La vicepresidenta de la Nación, Victoria Villarruel, publicó un mensaje en sus redes sociales en la previa de la semifinal del Mundial 2026 entre Argentina e Inglaterra, en el que volvió a expresar su postura sobre el reclamo de soberanía de las Islas Malvinas y le dio un fuerte contenido simbólico al encuentro.
A través de su cuenta en X, la titular del Senado calificó al seleccionado inglés como «los piratas usurpadores» y sostuvo que el enfrentamiento trasciende lo estrictamente deportivo.
«Mañana jugamos contra los piratas usurpadores. No es un partido más. No voy a ser políticamente correcta ni pecho frío, contra los ingleses siempre es algo más«, escribió Villarruel.
Un mensaje con referencias a Malvinas, Maradona y Messi
En la misma publicación, la vicepresidenta vinculó el partido con distintos símbolos de la historia argentina y del fútbol nacional.
«Es Malvinas, es el Diego, es la última de Leo y es pararle el carro a los invasores«, afirmó, en referencia al histórico reclamo argentino sobre las Islas Malvinas, a Diego Armando Maradona y a la participación de Lionel Messi en la que se espera sea su última Copa del Mundo.
El mensaje fue difundido horas antes del encuentro que enfrentará nuevamente a Argentina e Inglaterra en una Copa del Mundo, un duelo marcado por una extensa historia deportiva y una fuerte carga simbólica para ambos países.
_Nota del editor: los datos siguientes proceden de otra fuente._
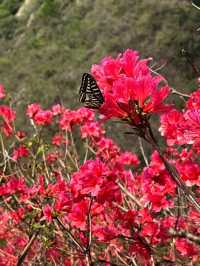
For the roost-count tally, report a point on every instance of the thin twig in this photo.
(142, 151)
(26, 249)
(70, 235)
(185, 234)
(129, 194)
(180, 93)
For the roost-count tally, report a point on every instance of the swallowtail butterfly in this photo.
(89, 92)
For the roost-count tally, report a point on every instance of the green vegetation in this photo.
(44, 52)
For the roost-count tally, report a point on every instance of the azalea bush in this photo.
(71, 196)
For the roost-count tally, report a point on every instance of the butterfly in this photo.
(89, 92)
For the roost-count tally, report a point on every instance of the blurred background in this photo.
(46, 45)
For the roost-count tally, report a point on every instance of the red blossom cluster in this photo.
(72, 196)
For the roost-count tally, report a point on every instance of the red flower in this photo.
(32, 109)
(89, 178)
(19, 152)
(2, 92)
(130, 90)
(170, 127)
(47, 211)
(186, 248)
(57, 140)
(43, 117)
(78, 214)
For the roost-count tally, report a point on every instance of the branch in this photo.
(185, 234)
(129, 194)
(26, 249)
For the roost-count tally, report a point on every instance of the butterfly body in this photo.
(89, 93)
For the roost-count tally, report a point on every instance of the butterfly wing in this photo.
(89, 92)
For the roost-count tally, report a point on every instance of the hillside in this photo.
(47, 45)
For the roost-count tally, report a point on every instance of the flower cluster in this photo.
(71, 196)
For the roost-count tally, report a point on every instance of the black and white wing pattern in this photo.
(89, 92)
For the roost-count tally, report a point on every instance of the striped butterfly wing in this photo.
(89, 93)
La reivindicación del reclamo por las Islas Malvinas
Villarruel, quien a lo largo de su trayectoria pública ha mantenido una postura activa en relación con la causa Malvinas y el reconocimiento a los veteranos de la guerra de 1982, concluyó su publicación con un mensaje de respaldo al reclamo de soberanía argentino.
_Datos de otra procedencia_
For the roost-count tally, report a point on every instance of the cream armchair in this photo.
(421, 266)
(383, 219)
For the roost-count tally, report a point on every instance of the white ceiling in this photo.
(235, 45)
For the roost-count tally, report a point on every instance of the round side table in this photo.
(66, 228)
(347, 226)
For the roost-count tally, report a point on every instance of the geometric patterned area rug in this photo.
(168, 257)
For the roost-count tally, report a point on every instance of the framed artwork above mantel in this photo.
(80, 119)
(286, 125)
«¡Aguante Argentina! ¡Porque hasta el último suspiro vamos a reclamar lo nuestro!«, expresó la vicepresidenta.
Las declaraciones se suman al clima de expectativa que rodea la semifinal del Mundial 2026, un partido que volverá a reunir a dos selecciones con una de las rivalidades más recordadas de la historia de las Copas del Mundo.
La vicepresidenta Victoria Villarruel publicó un mensaje en sus redes sociales en la antesala de la semifinal del Mundial 2026 entre Argentina e Inglaterra. En su publicación calificó al seleccionado británico como «los piratas usurpadores», vinculó el encuentro con el reclamo por las Islas Malvinas y llamó a alentar a la Albiceleste.
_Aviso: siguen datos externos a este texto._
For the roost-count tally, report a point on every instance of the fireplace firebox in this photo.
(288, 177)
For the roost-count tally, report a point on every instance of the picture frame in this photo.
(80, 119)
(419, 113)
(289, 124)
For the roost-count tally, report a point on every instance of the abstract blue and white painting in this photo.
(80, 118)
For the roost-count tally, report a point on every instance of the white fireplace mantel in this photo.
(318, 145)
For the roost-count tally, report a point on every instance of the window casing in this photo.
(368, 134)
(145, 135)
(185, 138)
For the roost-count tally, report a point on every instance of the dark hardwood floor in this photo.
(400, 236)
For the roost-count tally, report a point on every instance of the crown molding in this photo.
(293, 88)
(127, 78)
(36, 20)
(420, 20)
Hay partidos que se explican con una pizarra táctica. Este, definitivamente, no. Argentina e Inglaterra tienen la curiosa capacidad de convertir un calendario deportivo en una clase acelerada de historia, geopolítica, memoria colectiva y fútbol de alto voltaje. Basta con que aparezca el escudo inglés en el fixture para que medio país recuerde goles, atajadas, relatos, canciones y una cantidad de discusiones familiares que sobreviven mejor que cualquier archivo digital.
En ese clima apareció Victoria Villarruel, que decidió dejar de lado el lenguaje diplomático y escribió lo que muchos imaginaban que iba a decir. Porque cuando el rival es Inglaterra, las declaraciones suelen abandonar el manual de corrección política y entrar en una zona donde las emociones juegan de titulares. En Argentina, hay clásicos. Y después está este, que tiene la rara costumbre de mezclar historia, orgullo nacional y una pelota rodando al mismo tiempo.
La previa del partido ya venía cargada de declaraciones desde ambos lados del Atlántico. Los ingleses hablan de presión, historia y mentalidad. Los argentinos responden con memoria, identidad y una confianza construida a fuerza de campeonatos. En ese contexto, cualquier frase encuentra combustible suficiente para recorrer las redes sociales en cuestión de minutos y transformarse en tendencia antes de que el árbitro siquiera haga sonar el silbato.
Mientras algunos intentan presentar el duelo como un partido más, la realidad insiste en lo contrario. Argentina e Inglaterra protagonizan uno de los cruces con mayor carga simbólica de la historia de los Mundiales. Y cuando la política, el deporte y la historia coinciden en la misma conversación, el resultado suele ser el mismo: nadie permanece indiferente. La pelota todavía no empezó a rodar, pero el partido hace rato que comenzó a jugarse en los discursos.